La mayoría de los analistas en Washington coinciden en que para demostrar su compromiso hacia la región Bush debe rápidamente definir una estrategia destinada a conseguir este año la “vía rápida” y revivir la negociación del Area de Libre Comercio de las Américas (ALCA).
“No va a ser fácil”, comentó Michael Shifter, vicepresidente del organismo independiente Diálogo Interamericano, con sede en Washington, al anticipar resistencias en el partido demócrata y, en menor grado, en el propio partido republicano, mayoritario en el Congreso.

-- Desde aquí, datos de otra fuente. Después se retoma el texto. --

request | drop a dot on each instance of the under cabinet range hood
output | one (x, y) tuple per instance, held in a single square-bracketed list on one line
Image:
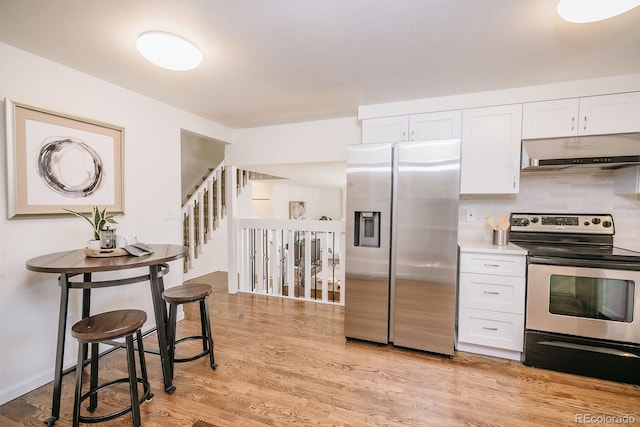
[(593, 151)]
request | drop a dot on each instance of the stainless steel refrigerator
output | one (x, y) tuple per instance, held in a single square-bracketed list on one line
[(402, 250)]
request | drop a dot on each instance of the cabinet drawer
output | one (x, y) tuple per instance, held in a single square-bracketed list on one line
[(495, 293), (490, 328), (503, 265)]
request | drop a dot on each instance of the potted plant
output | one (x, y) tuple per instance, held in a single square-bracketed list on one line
[(99, 219)]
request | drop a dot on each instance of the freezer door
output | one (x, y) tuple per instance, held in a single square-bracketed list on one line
[(368, 242), (426, 245)]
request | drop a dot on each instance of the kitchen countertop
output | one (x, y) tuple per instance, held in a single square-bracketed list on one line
[(487, 247)]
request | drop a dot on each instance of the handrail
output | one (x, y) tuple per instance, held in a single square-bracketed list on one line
[(200, 215), (276, 258)]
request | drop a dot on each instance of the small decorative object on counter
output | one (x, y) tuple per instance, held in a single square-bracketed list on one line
[(99, 221), (500, 229), (108, 238)]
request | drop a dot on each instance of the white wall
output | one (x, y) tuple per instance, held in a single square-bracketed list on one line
[(28, 300), (318, 201), (318, 141)]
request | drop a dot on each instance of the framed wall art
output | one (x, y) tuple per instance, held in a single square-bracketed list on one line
[(57, 161), (297, 210)]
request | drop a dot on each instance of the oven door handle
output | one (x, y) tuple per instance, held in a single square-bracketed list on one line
[(588, 263)]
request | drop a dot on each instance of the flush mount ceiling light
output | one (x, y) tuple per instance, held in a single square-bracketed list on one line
[(169, 51), (583, 11)]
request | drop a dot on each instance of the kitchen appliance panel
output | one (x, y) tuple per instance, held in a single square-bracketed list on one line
[(541, 318), (369, 182), (426, 249)]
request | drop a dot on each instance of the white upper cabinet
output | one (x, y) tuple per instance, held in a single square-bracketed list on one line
[(416, 127), (550, 119), (618, 113), (490, 157), (441, 125), (594, 115)]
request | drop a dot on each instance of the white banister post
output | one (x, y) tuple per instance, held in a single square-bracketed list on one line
[(210, 184), (324, 260), (192, 243), (307, 265), (232, 243)]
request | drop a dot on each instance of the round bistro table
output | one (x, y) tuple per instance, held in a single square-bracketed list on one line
[(71, 264)]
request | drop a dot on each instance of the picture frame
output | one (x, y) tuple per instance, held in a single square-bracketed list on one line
[(57, 161), (297, 210)]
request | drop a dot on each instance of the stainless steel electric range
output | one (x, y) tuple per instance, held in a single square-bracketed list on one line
[(583, 296)]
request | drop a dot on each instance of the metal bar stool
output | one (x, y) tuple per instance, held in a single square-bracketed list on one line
[(102, 328), (185, 294)]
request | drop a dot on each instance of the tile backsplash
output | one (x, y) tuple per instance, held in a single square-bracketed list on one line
[(557, 192)]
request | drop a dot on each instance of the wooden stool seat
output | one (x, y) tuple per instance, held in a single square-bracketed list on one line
[(184, 294), (107, 326), (103, 328)]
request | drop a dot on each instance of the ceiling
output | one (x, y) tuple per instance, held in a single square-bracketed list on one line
[(281, 61)]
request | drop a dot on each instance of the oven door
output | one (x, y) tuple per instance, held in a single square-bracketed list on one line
[(589, 302)]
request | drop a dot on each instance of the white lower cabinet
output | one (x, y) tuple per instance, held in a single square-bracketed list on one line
[(491, 304)]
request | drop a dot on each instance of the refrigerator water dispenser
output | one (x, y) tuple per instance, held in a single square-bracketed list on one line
[(367, 229)]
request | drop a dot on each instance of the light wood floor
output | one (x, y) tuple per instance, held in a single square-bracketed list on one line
[(284, 362)]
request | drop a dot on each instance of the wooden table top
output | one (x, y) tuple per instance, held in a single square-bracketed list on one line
[(76, 261)]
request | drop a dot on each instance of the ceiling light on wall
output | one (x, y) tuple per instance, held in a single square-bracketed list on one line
[(169, 51), (583, 11)]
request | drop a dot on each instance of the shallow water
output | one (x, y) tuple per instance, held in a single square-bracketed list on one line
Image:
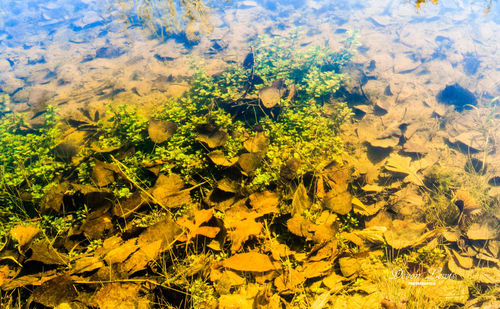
[(71, 52), (423, 83)]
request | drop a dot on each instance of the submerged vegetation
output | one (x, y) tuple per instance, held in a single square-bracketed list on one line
[(246, 191)]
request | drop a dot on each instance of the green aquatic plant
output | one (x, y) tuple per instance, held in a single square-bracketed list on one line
[(27, 160)]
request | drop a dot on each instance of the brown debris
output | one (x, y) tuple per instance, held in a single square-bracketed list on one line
[(170, 192), (55, 292), (161, 130), (250, 261)]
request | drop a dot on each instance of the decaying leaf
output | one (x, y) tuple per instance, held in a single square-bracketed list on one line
[(212, 137), (218, 158), (258, 143), (270, 96), (228, 185), (290, 281), (170, 192), (467, 203), (289, 170), (120, 295), (195, 228), (166, 230), (488, 229), (316, 232), (316, 269), (121, 253), (402, 165), (161, 130), (241, 225), (404, 234), (373, 234), (265, 202), (55, 291), (139, 259), (464, 261), (300, 200), (489, 275), (250, 261), (365, 210), (44, 252), (23, 234), (53, 199), (127, 206), (104, 173), (248, 162), (87, 264), (339, 202), (349, 266)]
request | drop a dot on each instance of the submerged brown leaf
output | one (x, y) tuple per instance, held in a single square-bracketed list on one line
[(120, 295), (104, 173), (195, 227), (270, 96), (55, 292), (218, 158), (241, 225), (258, 143), (404, 234), (248, 162), (23, 234), (213, 139), (300, 200), (170, 192), (161, 130), (402, 165)]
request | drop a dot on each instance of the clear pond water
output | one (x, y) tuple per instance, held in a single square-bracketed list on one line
[(74, 52)]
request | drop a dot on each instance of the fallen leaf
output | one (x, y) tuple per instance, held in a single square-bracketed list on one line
[(55, 291), (373, 234), (87, 264), (166, 230), (489, 275), (316, 269), (264, 203), (248, 162), (104, 173), (360, 208), (488, 229), (161, 130), (120, 295), (140, 258), (334, 282), (43, 252), (23, 234), (218, 158), (402, 165), (170, 192), (250, 261), (241, 225), (339, 202), (404, 234), (464, 261), (121, 253), (194, 228), (300, 201), (213, 139), (258, 143), (126, 207), (290, 281), (349, 266), (270, 96)]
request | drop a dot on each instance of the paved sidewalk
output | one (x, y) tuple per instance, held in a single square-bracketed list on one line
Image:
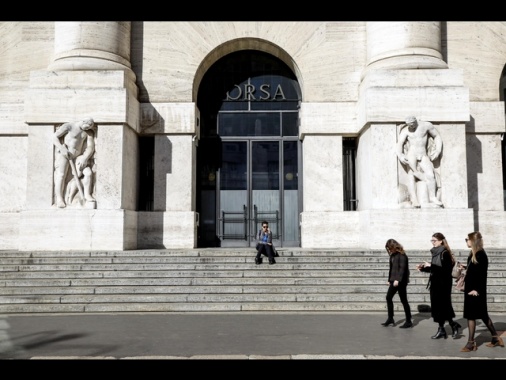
[(235, 336)]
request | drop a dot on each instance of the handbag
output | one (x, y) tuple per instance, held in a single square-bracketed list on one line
[(461, 280), (456, 270)]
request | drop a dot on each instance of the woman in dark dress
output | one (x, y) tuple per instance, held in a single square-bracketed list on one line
[(475, 293), (440, 285)]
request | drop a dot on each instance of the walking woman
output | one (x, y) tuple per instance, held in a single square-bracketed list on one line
[(475, 293), (398, 279), (440, 285)]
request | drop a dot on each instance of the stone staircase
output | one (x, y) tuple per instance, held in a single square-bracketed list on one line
[(217, 280)]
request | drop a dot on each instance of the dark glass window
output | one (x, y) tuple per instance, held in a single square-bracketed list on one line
[(146, 173), (248, 124)]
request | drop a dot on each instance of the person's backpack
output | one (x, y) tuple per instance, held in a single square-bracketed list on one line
[(274, 252)]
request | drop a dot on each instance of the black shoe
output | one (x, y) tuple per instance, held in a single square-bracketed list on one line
[(388, 322), (455, 329), (441, 333)]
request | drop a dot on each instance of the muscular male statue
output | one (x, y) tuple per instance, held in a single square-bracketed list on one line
[(76, 136), (412, 152)]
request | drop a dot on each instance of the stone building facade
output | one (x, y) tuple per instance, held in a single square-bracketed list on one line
[(201, 130)]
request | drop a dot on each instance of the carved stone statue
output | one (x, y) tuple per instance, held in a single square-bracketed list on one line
[(75, 148), (419, 145)]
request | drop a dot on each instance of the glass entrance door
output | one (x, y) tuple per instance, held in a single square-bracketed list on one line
[(249, 191)]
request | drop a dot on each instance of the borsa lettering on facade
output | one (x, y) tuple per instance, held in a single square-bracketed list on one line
[(250, 92)]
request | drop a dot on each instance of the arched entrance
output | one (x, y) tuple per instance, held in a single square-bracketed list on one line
[(248, 157)]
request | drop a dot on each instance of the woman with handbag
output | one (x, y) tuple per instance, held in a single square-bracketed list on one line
[(440, 285), (398, 279), (475, 293), (264, 244)]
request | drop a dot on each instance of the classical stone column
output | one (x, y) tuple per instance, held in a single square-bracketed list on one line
[(90, 76), (86, 45), (404, 45), (405, 75)]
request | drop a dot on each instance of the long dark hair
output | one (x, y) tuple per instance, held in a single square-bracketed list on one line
[(393, 246), (476, 244), (440, 236)]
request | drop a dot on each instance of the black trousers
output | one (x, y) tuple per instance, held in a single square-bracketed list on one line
[(403, 295), (265, 249)]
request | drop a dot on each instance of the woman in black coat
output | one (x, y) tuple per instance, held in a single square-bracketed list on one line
[(398, 279), (475, 292), (440, 285)]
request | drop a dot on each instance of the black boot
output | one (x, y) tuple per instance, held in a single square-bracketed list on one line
[(388, 322), (441, 333), (455, 329)]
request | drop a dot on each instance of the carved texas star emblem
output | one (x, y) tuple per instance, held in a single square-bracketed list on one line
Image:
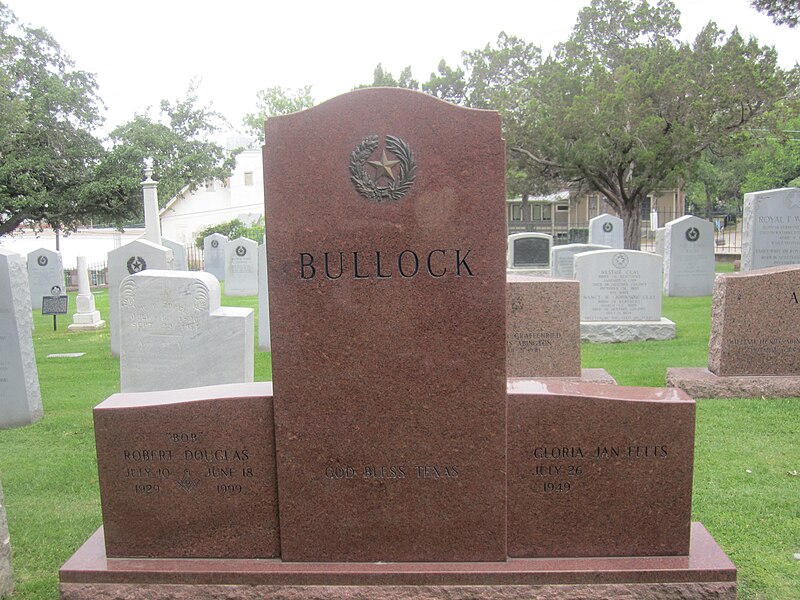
[(398, 173), (136, 264)]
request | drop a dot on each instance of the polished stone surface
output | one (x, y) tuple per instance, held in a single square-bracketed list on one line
[(755, 323), (189, 473), (598, 470), (389, 358), (705, 573)]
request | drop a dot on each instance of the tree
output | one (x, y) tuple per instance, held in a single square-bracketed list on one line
[(183, 152), (47, 112), (624, 107), (783, 12), (276, 101)]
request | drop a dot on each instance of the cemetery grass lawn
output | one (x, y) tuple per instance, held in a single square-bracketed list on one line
[(49, 473)]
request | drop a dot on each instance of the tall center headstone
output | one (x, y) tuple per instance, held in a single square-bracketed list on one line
[(386, 241), (20, 396)]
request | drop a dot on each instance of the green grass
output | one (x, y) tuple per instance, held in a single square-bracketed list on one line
[(746, 487)]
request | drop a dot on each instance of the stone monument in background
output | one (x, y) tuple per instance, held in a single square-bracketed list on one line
[(20, 396), (214, 255), (621, 296), (86, 317), (607, 230), (689, 264), (241, 267), (174, 333), (754, 348), (771, 229), (45, 271)]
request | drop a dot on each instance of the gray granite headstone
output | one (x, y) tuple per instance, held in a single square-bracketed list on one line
[(45, 271), (689, 257), (241, 267), (562, 258), (264, 343), (6, 573), (607, 230), (174, 334), (139, 255), (214, 255), (771, 229), (529, 251), (20, 396)]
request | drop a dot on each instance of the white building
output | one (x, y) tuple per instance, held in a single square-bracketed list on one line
[(240, 196)]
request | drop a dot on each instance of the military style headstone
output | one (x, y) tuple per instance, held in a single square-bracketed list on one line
[(390, 407), (689, 257), (264, 343), (179, 261), (754, 349), (607, 230), (6, 572), (241, 267), (174, 333), (529, 251), (385, 260), (214, 255), (543, 335), (621, 296), (45, 270), (771, 229), (134, 257), (20, 397), (86, 317), (562, 258)]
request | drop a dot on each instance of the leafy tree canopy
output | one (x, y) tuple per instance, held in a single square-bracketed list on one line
[(783, 12), (183, 150), (276, 101), (47, 112)]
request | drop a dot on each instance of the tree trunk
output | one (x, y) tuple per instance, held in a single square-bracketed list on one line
[(632, 218)]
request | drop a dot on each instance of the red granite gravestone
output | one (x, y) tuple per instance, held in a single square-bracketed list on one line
[(385, 234), (598, 470), (189, 473)]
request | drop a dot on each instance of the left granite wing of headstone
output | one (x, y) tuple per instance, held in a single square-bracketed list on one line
[(20, 396), (174, 334), (189, 473)]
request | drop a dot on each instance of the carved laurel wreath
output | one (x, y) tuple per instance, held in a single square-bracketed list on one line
[(366, 186)]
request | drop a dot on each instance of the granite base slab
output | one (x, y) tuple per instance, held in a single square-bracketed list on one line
[(702, 383), (706, 573), (609, 332)]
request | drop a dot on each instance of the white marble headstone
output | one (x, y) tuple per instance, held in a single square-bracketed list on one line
[(214, 255), (179, 261), (241, 267), (689, 257), (562, 258), (607, 230), (20, 396), (619, 285), (139, 255), (771, 229), (45, 271), (264, 335), (174, 334)]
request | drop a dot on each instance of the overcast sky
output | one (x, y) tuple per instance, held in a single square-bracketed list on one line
[(147, 50)]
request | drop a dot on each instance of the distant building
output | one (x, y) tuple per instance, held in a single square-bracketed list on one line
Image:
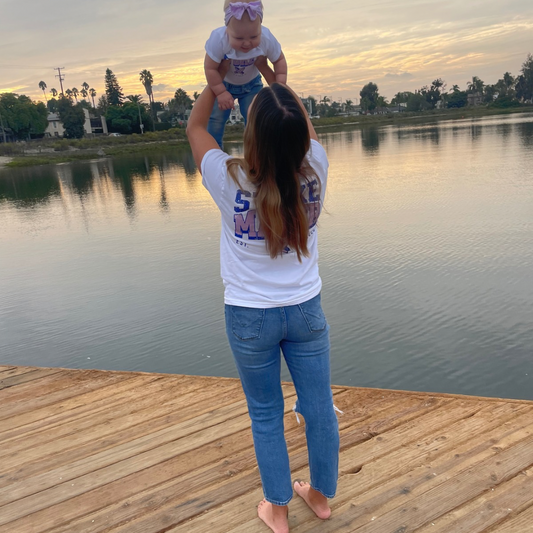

El ALCA, zona libre de barreras aduaneras de Alaska a Tierra del Fuego, que se espera crear para el 2005, será el tema central de la III Cumbre de las Américas, que se efectuará en abril próximo en Quebec (Canadá), a la que asistirán todos los mandatarios del hemisferio salvo el cubano Fidel Castro.
El fast-track “es una de las prioridades del presidente”, dijo Ari Fleischer, portavoz de Bush.
La “vía rápida” permite al presidente negociar acuerdos comerciales y someterlos posteriormente al Congreso, que puede aprobarlos o rechazarlos, sin introducirle modificaciones.
El Presidente Bill Clinton lo obtuvo para negociar el acuerdo de libre comercio de América del Norte (TLC) con México y Canadá, pero luego fracasó dos veces en su intento por renovarlo, principalmente a raíz de reticencias en el ala izquierda de su partido demócrata, que teme una fuga de puestos de trabajo hacia países con mano de obra más barata.
Según el experto Shifter, si Bush desea enviar una señal de compromiso fuerte a América Latina, debe actuar rápidamente en tres frentes: el ALCA, la renovada relación con México y un replanteo de la política hacia Colombia.
Según Shifter, Bush “deberá responder al nerviosismo que existe en América Latina sobre lo que está haciendo Estados Unidos, y comenzar a hablar de otras opciones”.